In our retrospective data analysis, our primary aim was to investigate the presence of age-dependent distribution patterns in SE and RE index values. While examining the large dataset comprising SE, RE, and BSR data, we discovered an unanticipated clustering of particular pillar index values, a finding which we elaborate on further in this article. These findings challenge the prevailing claim that SE and RE index values originate from a continuous matching of spectral entropy values onto a depth-of-anesthesia scale [4].

2 Methods

2.1 Electronic patient records

For this retrospective, single-center study, we performed an analysis of processed intraoperative EEG data from a cohort of 15,608 patients who underwent general anesthesia. Our hospital’s electronic records contained index values of SE, RE, and BSR from the GE EntropyTM module. Additionally, these records included demographic information such as patient age, sex (male or female), Body Mass Index, ASA Physical Status Classification and whether inhalation anesthesia with volatile anesthetic gases or total intravenous anesthesia (TIVA) was used for anesthesia maintenance. Furthermore, the records featured multiple perioperative procedural timestamps and time periods, outlining the total perioperative time. This includes: start of anesthesia, anesthesiological case clearance, surgical incision, and end of anesthesia, in accordance with the German Perioperative Procedural Time Glossary [12]. We included all patients aged 18 and older in our analysis. The trend data (RE, SE, and BSR) were recorded at 10-second intervals.
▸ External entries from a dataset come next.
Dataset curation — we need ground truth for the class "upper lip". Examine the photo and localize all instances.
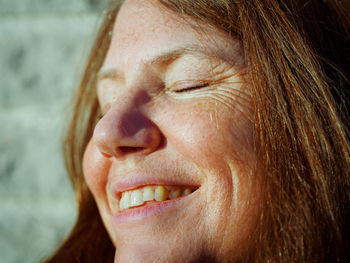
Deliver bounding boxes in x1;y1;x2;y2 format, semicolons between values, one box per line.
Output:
111;173;199;196
109;169;200;199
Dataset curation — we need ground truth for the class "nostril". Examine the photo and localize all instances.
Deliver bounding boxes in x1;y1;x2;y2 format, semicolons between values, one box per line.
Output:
118;146;145;154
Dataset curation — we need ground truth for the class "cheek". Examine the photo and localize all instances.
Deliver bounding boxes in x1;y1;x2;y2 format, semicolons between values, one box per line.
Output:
164;99;255;171
83;141;111;199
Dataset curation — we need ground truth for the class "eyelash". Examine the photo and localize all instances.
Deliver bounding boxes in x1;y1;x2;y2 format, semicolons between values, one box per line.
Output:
174;83;209;93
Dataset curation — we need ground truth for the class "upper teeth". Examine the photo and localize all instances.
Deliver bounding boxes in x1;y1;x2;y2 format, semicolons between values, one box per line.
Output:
119;185;192;210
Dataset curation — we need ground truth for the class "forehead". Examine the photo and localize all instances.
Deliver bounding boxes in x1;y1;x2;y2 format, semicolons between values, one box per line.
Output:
105;0;238;69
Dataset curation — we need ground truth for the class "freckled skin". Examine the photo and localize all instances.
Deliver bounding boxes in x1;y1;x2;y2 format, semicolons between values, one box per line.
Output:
83;0;260;262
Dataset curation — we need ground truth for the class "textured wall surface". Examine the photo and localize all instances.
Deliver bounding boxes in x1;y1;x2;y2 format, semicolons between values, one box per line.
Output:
0;0;106;263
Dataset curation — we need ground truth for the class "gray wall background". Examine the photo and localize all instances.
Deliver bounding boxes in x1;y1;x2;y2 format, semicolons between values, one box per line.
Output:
0;0;107;263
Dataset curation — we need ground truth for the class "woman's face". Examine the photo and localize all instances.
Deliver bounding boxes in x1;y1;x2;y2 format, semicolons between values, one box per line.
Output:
83;0;260;262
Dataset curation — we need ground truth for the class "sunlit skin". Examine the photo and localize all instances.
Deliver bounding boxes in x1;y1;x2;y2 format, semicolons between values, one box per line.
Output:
83;0;260;263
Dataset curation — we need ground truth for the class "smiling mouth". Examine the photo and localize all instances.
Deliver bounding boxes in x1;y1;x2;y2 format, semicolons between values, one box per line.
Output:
119;185;198;212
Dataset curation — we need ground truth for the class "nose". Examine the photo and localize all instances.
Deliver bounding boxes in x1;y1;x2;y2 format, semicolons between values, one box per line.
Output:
93;93;162;158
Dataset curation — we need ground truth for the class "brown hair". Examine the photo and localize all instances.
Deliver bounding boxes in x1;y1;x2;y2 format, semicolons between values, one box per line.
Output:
47;0;350;262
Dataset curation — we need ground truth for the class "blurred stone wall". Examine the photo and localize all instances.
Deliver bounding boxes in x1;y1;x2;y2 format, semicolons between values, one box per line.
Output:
0;0;107;263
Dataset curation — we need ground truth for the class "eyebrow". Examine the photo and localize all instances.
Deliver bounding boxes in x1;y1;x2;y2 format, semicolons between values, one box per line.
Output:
97;45;225;81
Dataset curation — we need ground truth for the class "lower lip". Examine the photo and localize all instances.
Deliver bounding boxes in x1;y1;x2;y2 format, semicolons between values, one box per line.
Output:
113;189;199;224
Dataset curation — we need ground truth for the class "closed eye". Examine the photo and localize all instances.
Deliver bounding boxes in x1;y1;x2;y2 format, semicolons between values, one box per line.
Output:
175;83;209;93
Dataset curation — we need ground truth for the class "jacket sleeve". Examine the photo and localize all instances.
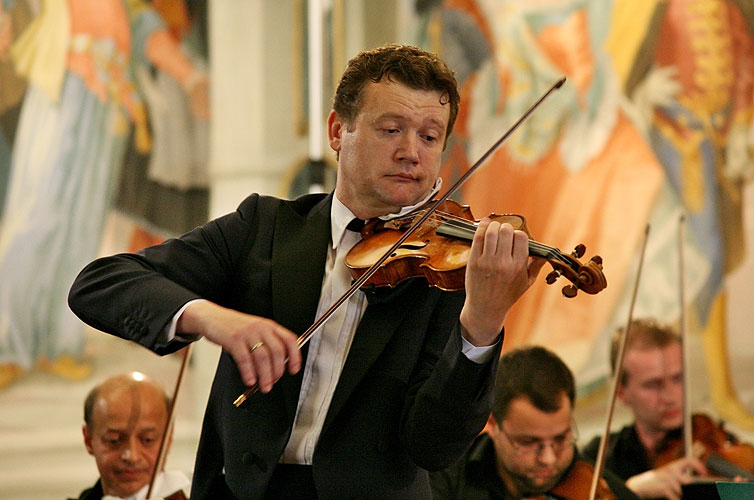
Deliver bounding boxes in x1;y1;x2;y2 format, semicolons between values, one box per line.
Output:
68;195;266;354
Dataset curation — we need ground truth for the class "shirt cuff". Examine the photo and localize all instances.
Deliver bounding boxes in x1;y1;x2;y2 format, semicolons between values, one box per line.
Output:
162;299;205;344
461;335;502;365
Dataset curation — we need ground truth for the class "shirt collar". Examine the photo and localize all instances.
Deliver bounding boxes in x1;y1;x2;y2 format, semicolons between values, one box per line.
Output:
380;177;442;220
330;177;442;250
330;196;356;250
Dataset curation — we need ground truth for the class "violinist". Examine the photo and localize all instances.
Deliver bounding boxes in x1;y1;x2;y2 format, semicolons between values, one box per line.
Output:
583;319;707;500
431;346;637;500
71;372;189;500
69;45;544;500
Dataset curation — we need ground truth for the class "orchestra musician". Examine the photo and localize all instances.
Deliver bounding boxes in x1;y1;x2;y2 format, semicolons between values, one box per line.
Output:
431;346;637;500
69;45;544;500
70;372;189;500
582;319;707;500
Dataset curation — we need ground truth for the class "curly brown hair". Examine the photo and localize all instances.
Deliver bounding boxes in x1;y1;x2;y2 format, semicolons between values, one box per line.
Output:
333;45;461;148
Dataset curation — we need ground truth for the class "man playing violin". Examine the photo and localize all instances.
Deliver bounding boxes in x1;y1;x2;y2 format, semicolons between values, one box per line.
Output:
70;372;189;500
431;346;637;500
583;319;707;500
69;46;544;500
All analyses and plots were computed using MATLAB R2023a [13].

2.2 Definition of time intervals for analysis

For certain aspects of our analysis, we selected specific time intervals to isolate periods during which patients can be expected to reach a stable state of general anesthesia. To define this interval, we adjusted two of the procedural timestamps to better align with our research objectives. Specifically, we used the timestamp surgical incision as a reference point and subtracted 5 min to delineate the beginning of our target period from anesthesia induction with more dynamic pharmacological interventions and concomitant EEG changes. To exclude patients who were awakening from anesthesia, we subtracted 10 min from the end of anesthesia timestamp. This approximated differentiation allowed us to evaluate the indices for (i) the entire procedural period (including states of patient wakefulness and awakening in the operating room) and (ii) the surgical core period with likely stable anesthesia-induced unconsciousness.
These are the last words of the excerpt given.